Featured Insight: There Is No Free Lunch
When it comes to investing money, whether it be in stocks and bonds, real estate, or anything else for that matter, it is always important to keep in mind that there is simply NO FREE LUNCH!
Long-time viewers of the Investors Edge may recall that I did a segment on this topic a while back.
It bears repeating because it is a critical concept to understand, and one that I wanted an opportunity to communicate with newer viewers as well.
Every investment is priced relative to its risk profile. If an investment has the potential to deliver a high rate of return, that opportunity does not come for free – there is a higher level of downside risk associated with that investment as well.
One of the most common mistakes investors make is in reaching for yield, or income generated by a particular investment.
They see opportunity when a stock pays a 6% dividend because they think “at least I’ll earn 6% on my money.” But what happens when the stock price falls 20%?
Some of the highest yielding investments have turned out to be the worst in terms of total return, which is the only return that should matter.
If something seems too good to be true, or offers a higher “return” than other similar investments are offering, just remember – there is no free lunch.
Looking Ahead: The Cruelest Months
Investors have cheered the recent rebound in stock prices, and are now wondering if the market bottom is in for the year and if the worst is behind us in terms of downside risks.
Seasonality, the idea the market behaves a certain way based on the calendar, is far from an exact science. However, it should be pointed out that the months of August and September are – on average – the weakest two months of the year for the stock market.

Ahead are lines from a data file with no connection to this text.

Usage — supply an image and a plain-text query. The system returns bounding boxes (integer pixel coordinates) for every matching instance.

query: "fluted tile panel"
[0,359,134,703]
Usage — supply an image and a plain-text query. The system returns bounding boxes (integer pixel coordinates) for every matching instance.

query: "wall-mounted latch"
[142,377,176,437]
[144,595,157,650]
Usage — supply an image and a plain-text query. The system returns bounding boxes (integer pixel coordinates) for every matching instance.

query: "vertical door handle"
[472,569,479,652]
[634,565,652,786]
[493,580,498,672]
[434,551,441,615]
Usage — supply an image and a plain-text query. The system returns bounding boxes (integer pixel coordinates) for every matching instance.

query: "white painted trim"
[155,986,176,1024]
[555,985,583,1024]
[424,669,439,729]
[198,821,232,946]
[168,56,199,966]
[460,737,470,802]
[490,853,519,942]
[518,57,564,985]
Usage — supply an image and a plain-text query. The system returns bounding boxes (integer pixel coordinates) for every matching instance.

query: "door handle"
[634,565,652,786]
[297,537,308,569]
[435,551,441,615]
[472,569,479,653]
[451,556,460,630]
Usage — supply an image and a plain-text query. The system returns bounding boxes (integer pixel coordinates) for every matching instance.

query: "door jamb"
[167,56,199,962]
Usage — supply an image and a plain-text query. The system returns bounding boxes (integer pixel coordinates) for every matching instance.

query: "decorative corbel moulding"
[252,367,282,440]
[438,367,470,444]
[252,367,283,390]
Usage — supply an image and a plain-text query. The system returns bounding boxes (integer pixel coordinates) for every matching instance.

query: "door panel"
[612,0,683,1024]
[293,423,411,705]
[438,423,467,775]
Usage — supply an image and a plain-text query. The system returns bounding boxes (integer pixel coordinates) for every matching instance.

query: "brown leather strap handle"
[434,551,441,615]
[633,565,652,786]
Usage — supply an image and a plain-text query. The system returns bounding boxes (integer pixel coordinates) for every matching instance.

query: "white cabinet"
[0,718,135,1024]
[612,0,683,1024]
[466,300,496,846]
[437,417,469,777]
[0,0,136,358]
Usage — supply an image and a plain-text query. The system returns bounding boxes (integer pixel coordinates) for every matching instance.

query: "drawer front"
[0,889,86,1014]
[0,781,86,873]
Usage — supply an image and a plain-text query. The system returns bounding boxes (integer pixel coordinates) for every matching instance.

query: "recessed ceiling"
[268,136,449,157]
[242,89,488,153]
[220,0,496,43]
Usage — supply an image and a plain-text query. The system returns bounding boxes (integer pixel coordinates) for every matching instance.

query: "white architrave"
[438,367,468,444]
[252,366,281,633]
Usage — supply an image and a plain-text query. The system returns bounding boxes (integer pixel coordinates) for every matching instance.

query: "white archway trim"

On a more fundamental level, earnings expectations for the next three quarters have continued to deteriorate even as the stock market has been rallying during the past several weeks.
As always, we encourage long-term investors to stick to a disciplined investment strategy and not worry about the next few months. With that being said, expect the potential for a few more bumps in the road as we move from summer into fall.